Saturday, March 01, 2008

Addicted

It occurred to me this morning.

I was woken up by the maid knocking at my door in a cheap hotel in Dallas--a hotel where everything is a front, it's all looks nice but nothing works--and I poured myself a belt of rum so I could sit back and enjoy an episode of The Wire.

For those of you that have not been privy to one of the few accomplishments of television, I suggest you take it for a test drive.

The show basically involves cops chasing heroin dealers in the Baltimore projects. The dealers dole out heroin to all the project junkies and sit back with their cigars and cognac, all the way laughing themselves to the bank.

You might say the same thing for the Republicans and Democrats, or as I like to say, the Republicrats.

I had been trying to think of a way to discuss the Nader candidacy in a manner that really got to the heart of the matter, and in drinking rum at 10 a.m. in a Dallas hotel and looking up the schedules on which candidate presentations I would have to suffer through on my Saturday and watching The Wire, it all suddenly made sense: we are addicted.

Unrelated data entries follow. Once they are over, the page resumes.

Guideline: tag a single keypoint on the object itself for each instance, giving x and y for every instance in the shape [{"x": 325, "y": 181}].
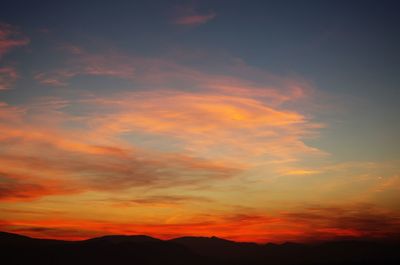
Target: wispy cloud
[
  {"x": 8, "y": 75},
  {"x": 10, "y": 38},
  {"x": 189, "y": 16}
]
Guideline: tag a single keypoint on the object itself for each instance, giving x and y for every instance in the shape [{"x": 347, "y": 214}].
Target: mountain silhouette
[{"x": 145, "y": 250}]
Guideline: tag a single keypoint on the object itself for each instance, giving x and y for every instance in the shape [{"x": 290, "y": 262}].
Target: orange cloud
[{"x": 312, "y": 224}]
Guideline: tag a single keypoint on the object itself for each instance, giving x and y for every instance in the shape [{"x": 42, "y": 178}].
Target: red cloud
[
  {"x": 10, "y": 38},
  {"x": 8, "y": 75}
]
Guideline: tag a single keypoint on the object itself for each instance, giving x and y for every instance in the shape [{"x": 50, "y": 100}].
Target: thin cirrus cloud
[
  {"x": 188, "y": 16},
  {"x": 10, "y": 38},
  {"x": 317, "y": 223},
  {"x": 209, "y": 132}
]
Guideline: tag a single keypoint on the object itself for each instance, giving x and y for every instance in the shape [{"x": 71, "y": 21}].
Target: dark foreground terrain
[{"x": 142, "y": 250}]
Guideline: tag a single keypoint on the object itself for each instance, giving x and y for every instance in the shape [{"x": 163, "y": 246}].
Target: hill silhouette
[{"x": 140, "y": 249}]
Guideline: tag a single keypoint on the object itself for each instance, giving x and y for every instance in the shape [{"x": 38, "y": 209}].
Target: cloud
[
  {"x": 8, "y": 75},
  {"x": 42, "y": 157},
  {"x": 10, "y": 38},
  {"x": 188, "y": 16},
  {"x": 306, "y": 225},
  {"x": 83, "y": 63}
]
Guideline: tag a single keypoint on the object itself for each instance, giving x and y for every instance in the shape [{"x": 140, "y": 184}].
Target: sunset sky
[{"x": 263, "y": 121}]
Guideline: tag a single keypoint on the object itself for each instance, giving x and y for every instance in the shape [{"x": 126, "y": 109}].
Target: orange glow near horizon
[{"x": 115, "y": 143}]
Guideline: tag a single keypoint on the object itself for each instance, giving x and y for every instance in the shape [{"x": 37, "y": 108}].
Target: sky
[{"x": 262, "y": 121}]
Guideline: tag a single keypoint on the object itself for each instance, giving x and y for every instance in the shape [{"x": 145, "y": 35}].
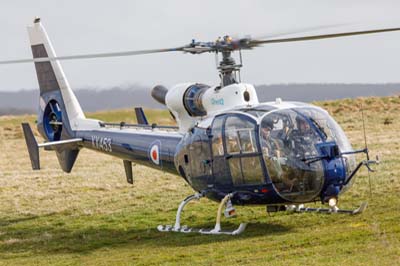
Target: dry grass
[{"x": 92, "y": 216}]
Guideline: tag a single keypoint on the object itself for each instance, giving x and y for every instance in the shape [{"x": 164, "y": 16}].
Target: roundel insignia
[{"x": 154, "y": 152}]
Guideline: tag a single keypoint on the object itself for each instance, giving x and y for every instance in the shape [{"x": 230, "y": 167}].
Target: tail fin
[{"x": 59, "y": 110}]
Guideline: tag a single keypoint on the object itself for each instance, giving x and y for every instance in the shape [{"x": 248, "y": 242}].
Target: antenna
[{"x": 366, "y": 148}]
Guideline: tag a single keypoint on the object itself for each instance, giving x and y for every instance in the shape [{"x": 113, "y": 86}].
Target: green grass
[{"x": 93, "y": 217}]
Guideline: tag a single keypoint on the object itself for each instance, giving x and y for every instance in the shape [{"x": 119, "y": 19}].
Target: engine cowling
[{"x": 190, "y": 102}]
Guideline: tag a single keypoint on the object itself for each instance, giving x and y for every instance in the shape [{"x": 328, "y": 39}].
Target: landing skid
[
  {"x": 334, "y": 209},
  {"x": 215, "y": 231}
]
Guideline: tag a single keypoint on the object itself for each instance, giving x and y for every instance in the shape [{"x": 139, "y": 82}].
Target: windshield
[{"x": 289, "y": 138}]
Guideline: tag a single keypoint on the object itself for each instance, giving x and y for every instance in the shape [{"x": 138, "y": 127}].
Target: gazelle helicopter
[{"x": 227, "y": 146}]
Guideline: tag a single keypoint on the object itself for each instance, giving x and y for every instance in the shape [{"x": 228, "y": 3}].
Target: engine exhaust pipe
[{"x": 159, "y": 93}]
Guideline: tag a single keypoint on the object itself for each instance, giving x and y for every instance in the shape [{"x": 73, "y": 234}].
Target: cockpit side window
[
  {"x": 241, "y": 145},
  {"x": 216, "y": 143},
  {"x": 239, "y": 136}
]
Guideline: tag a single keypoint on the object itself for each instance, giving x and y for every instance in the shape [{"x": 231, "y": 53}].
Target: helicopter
[{"x": 227, "y": 146}]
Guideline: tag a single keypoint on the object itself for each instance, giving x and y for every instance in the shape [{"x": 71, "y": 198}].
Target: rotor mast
[{"x": 229, "y": 71}]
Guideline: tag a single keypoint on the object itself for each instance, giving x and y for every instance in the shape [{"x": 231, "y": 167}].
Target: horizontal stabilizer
[
  {"x": 128, "y": 171},
  {"x": 140, "y": 116},
  {"x": 33, "y": 146}
]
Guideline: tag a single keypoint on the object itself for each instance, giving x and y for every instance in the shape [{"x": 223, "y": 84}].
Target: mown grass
[{"x": 93, "y": 217}]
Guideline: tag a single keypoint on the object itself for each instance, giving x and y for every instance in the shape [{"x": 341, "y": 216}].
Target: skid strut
[{"x": 215, "y": 231}]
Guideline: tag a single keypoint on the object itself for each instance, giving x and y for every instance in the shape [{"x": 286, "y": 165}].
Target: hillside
[
  {"x": 127, "y": 96},
  {"x": 93, "y": 217}
]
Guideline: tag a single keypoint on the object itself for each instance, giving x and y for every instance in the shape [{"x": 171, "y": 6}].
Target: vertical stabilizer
[{"x": 51, "y": 76}]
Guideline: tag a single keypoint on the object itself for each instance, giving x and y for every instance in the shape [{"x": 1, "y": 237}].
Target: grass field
[{"x": 94, "y": 217}]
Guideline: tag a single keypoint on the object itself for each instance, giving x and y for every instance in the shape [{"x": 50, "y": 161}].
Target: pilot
[
  {"x": 218, "y": 148},
  {"x": 301, "y": 138}
]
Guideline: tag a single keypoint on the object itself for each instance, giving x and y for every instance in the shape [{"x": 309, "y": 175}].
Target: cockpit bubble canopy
[{"x": 288, "y": 137}]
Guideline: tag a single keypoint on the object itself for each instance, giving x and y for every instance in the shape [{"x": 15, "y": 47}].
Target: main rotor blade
[
  {"x": 323, "y": 36},
  {"x": 88, "y": 56}
]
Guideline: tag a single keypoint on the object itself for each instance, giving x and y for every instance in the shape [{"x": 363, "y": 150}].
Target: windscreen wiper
[{"x": 321, "y": 129}]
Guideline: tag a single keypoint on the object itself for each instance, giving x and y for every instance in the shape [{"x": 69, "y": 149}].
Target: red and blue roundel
[{"x": 154, "y": 152}]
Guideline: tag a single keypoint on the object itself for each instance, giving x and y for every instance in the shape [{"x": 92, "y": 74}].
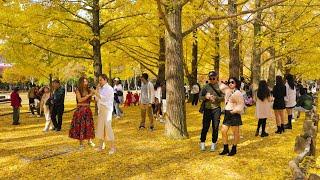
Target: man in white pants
[{"x": 105, "y": 98}]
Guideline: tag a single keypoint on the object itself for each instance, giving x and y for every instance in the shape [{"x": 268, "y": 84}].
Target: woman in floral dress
[{"x": 82, "y": 126}]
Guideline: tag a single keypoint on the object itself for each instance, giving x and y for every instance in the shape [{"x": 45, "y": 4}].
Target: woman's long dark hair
[
  {"x": 81, "y": 87},
  {"x": 290, "y": 81},
  {"x": 279, "y": 81},
  {"x": 263, "y": 90},
  {"x": 236, "y": 80}
]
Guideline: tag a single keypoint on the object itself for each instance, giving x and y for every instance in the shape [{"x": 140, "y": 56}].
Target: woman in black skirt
[
  {"x": 234, "y": 108},
  {"x": 279, "y": 105}
]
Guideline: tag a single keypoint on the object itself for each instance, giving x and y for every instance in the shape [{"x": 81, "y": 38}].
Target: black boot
[
  {"x": 282, "y": 128},
  {"x": 258, "y": 128},
  {"x": 233, "y": 150},
  {"x": 264, "y": 123},
  {"x": 225, "y": 150},
  {"x": 289, "y": 125},
  {"x": 279, "y": 131}
]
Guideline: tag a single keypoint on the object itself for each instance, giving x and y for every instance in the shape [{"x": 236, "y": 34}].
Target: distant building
[{"x": 3, "y": 65}]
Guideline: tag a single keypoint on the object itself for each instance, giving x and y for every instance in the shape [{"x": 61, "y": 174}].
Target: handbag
[{"x": 203, "y": 104}]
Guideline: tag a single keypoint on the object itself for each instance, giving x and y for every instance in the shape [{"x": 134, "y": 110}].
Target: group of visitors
[
  {"x": 212, "y": 95},
  {"x": 52, "y": 106},
  {"x": 82, "y": 124},
  {"x": 216, "y": 99}
]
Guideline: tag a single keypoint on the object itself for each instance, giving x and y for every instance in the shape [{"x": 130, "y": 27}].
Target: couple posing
[{"x": 82, "y": 125}]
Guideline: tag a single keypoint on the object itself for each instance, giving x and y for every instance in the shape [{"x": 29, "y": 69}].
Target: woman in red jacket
[{"x": 16, "y": 104}]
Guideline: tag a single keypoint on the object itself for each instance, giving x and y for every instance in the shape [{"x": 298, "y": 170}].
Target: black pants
[
  {"x": 208, "y": 116},
  {"x": 16, "y": 115},
  {"x": 57, "y": 111},
  {"x": 195, "y": 99}
]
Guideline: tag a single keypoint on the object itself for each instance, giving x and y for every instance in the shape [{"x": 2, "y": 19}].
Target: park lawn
[{"x": 28, "y": 153}]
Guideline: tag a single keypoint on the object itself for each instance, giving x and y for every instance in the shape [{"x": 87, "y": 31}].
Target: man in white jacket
[
  {"x": 105, "y": 98},
  {"x": 146, "y": 101}
]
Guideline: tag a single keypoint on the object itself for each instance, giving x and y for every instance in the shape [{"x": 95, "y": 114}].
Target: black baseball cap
[{"x": 212, "y": 73}]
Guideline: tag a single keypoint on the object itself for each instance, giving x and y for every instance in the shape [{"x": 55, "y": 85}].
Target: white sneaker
[
  {"x": 90, "y": 143},
  {"x": 202, "y": 146},
  {"x": 213, "y": 147},
  {"x": 112, "y": 151}
]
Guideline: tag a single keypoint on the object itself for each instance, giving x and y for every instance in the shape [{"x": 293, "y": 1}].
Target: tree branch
[
  {"x": 58, "y": 53},
  {"x": 213, "y": 18},
  {"x": 165, "y": 20},
  {"x": 117, "y": 18}
]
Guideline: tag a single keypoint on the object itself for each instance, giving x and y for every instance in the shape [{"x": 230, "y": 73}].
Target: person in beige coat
[
  {"x": 263, "y": 107},
  {"x": 46, "y": 109},
  {"x": 105, "y": 97},
  {"x": 232, "y": 119}
]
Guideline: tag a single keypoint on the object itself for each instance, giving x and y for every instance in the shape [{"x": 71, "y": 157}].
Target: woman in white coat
[
  {"x": 290, "y": 99},
  {"x": 105, "y": 97},
  {"x": 263, "y": 107}
]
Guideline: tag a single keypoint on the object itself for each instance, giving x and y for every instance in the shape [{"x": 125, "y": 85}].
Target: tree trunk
[
  {"x": 162, "y": 54},
  {"x": 110, "y": 73},
  {"x": 272, "y": 68},
  {"x": 216, "y": 56},
  {"x": 50, "y": 83},
  {"x": 194, "y": 62},
  {"x": 95, "y": 42},
  {"x": 234, "y": 50},
  {"x": 256, "y": 50},
  {"x": 175, "y": 126}
]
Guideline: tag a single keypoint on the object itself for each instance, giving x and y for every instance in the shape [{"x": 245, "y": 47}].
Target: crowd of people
[{"x": 225, "y": 97}]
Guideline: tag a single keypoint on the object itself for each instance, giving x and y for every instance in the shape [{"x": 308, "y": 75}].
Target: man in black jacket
[
  {"x": 58, "y": 105},
  {"x": 212, "y": 96}
]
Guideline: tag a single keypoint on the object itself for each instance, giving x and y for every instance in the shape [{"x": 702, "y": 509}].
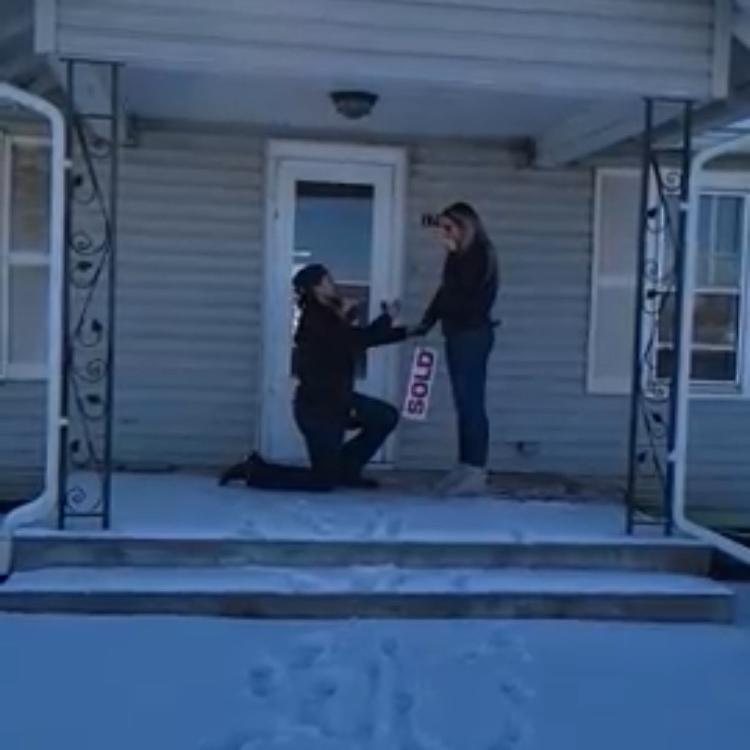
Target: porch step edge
[{"x": 36, "y": 553}]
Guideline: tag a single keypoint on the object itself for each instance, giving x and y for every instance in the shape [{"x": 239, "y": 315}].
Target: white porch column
[
  {"x": 678, "y": 498},
  {"x": 43, "y": 507}
]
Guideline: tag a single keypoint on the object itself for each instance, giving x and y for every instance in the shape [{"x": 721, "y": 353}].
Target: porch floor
[{"x": 177, "y": 505}]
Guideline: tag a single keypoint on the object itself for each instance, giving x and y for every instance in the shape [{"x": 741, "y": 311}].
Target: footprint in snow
[{"x": 262, "y": 680}]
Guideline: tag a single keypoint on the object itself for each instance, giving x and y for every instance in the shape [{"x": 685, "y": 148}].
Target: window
[
  {"x": 719, "y": 299},
  {"x": 719, "y": 357},
  {"x": 24, "y": 257}
]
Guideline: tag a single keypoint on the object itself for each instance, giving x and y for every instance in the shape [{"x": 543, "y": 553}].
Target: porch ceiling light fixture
[{"x": 354, "y": 105}]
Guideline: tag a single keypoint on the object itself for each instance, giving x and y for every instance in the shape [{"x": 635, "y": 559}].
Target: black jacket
[
  {"x": 468, "y": 291},
  {"x": 326, "y": 351}
]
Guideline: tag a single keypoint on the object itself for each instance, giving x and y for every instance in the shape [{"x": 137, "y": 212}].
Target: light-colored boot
[{"x": 472, "y": 482}]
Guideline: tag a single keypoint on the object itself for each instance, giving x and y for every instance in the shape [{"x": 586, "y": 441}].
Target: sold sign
[{"x": 422, "y": 376}]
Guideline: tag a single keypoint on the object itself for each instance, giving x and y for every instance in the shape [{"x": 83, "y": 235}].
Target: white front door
[{"x": 334, "y": 205}]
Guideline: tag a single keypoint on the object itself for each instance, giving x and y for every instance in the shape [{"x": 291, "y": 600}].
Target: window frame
[
  {"x": 731, "y": 184},
  {"x": 19, "y": 259}
]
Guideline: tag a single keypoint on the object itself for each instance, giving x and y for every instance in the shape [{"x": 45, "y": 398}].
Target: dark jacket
[
  {"x": 326, "y": 351},
  {"x": 467, "y": 292}
]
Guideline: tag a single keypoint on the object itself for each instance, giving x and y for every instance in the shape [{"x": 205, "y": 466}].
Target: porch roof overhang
[{"x": 566, "y": 73}]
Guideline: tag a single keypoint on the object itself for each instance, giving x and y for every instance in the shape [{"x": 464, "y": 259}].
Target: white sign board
[{"x": 421, "y": 379}]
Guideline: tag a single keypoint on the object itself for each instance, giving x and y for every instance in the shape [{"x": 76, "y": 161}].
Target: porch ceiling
[{"x": 404, "y": 109}]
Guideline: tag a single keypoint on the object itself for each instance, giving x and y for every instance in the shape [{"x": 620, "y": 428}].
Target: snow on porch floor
[{"x": 174, "y": 505}]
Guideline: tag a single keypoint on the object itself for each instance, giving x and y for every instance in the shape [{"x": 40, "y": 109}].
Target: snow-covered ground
[
  {"x": 179, "y": 684},
  {"x": 172, "y": 505}
]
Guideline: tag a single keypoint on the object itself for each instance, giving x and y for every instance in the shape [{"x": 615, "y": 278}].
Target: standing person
[
  {"x": 326, "y": 405},
  {"x": 463, "y": 305}
]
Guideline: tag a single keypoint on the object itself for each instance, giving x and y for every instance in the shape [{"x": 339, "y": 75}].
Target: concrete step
[
  {"x": 369, "y": 592},
  {"x": 102, "y": 551}
]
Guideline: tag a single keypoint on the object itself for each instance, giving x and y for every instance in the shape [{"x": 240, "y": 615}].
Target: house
[{"x": 236, "y": 164}]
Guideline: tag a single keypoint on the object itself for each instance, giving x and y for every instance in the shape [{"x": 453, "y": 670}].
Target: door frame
[{"x": 316, "y": 151}]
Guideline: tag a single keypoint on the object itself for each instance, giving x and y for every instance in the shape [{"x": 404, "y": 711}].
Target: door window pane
[{"x": 29, "y": 208}]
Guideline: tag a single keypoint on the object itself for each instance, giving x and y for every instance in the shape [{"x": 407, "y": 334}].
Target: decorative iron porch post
[
  {"x": 657, "y": 342},
  {"x": 89, "y": 309}
]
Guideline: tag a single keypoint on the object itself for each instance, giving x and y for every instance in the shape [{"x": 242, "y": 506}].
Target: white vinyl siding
[{"x": 24, "y": 257}]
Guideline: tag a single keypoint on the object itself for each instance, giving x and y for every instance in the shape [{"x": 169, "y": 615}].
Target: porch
[
  {"x": 181, "y": 545},
  {"x": 197, "y": 206}
]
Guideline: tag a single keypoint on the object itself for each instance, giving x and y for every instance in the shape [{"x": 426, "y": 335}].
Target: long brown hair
[{"x": 465, "y": 216}]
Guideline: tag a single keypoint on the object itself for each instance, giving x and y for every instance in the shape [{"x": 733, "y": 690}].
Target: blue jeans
[{"x": 467, "y": 353}]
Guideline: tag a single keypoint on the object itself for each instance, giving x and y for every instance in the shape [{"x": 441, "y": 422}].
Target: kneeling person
[{"x": 326, "y": 405}]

Just like the junkies and the misers, we are addicted. Addicted to the two party system. We are addicted to seeing any other party as a farce and an insult to our ideals. We are addicted to feeling the surge of pride when we talk about our favorite Democrat and how they are the one that will really change this country. We are addicted to the absence of the notion that we can think for ourselves and that we have a real choice. True Democratic ideals have become repugnant to us. The idea that nothing is inevitable and anything is possible has become a joke. A joke, that in the end, is only played on us.

The Democrats are as guilty as the Republicans for letting our country be swallowed by the interests of corporate boards, by the interests of those who make millions of dollars in a single day and by those who seek to keep it that way. Any example of Republican greed, misconduct or malfeasance can be countered by any number of examples of Democrats engaged in the same unscrupulousness. In reality, they are all conservatives, and if Hillary Clinton or Barrack Obama, or even Dennis Kucinich for that matter, really cared about the ideals they claim to represent, they would have never become Democrats in the first place. They simply lack the spine to stand out as an Independent.

Everyone I have spoken with since Ralph Nader, the 50 year consumer advocate and promoter of civil oversight of government, has adamantly expressed their hatred of Nader and his ridiculous attempts to run for president. They laugh at the prospect of Nader running and continue into the inevitable assertion that Nader "lost it for Gore."

For all you empiricists out there, Ralph Nader was not the sole cause of the Bush victory. Numerous studies have shown that to be the case (I apologize for not citing them as I do not have access to my office computer, I will post as soon as I return) and I suggest you stop making such an embarrassingly false argument.

But what Ralph Nader represents is a pincer movement of belief in popular democracy, a paradigm shift in mans belief about himself. He represents the dissent that bore this country; the dissent that had rotten vegetables thrown at it when it declares itself to be a new birth in the fight against man's burden upon himself; the dissent that was, in many ways, the birth of liberalism itself. But more importantly, he represents the notion that there lies something beyond himself.

He recognizes what he stands for and that what he stands for is currently unpopular. He knows that he will be made fun of, cursed at, called a lunatic and monster should the Republicans win in 2008. He will once again brave the gauntlet of the popular media; the media that will come down on him like a hammer does on a nail. And yet he goes on because his one belief is something that is so superior to our own wretched ignorance that, I can only image deep down, he is as disgusted with us as we are of him.

But he knows that we are easily fooled and that it isn't our fault for being so naive. Something we should probably be thanking him for.

Ralph Nader represents a man who has done nothing but selfless work his entire life. The man owns now home; he owns no property; he doesn't even own a car. He has done nothing for the majority of his life on earth but work to strengthen the capabilities of civil society to keep watch over its government. He is the Cato of American history.

He will not win in 2008 and he already knows it. Then why does he run? For the exact reason that he recognizes he will not live to see his dream. He will not live to see more than two parties dominating the American democratic system. But he also recognizes that what he aspired to do, to change, may embolden others to follow his path.

So you want to try and break the addiction? You want to talk about real hope? Then start talking Ralph Nader. Start talking the legacy of Ralph Nader. Anyone that has truly changed the world has never lived to see it and Ralph Nader will be no exception. So for all the junkies out there, high on the two-party system and looking for another fix, try entertaining the idea that your vote will not be wasted on Mr. Nader because there is something beyond yourself that, while you may not live to see it, will take your efforts to see it realized.

Because one hundred years from now when elections are based on preference, when multiple parties represent a multiple of interests in Congress and when people power comes to govern itself, there will be one man who people remember and his name will be Ralph Nader.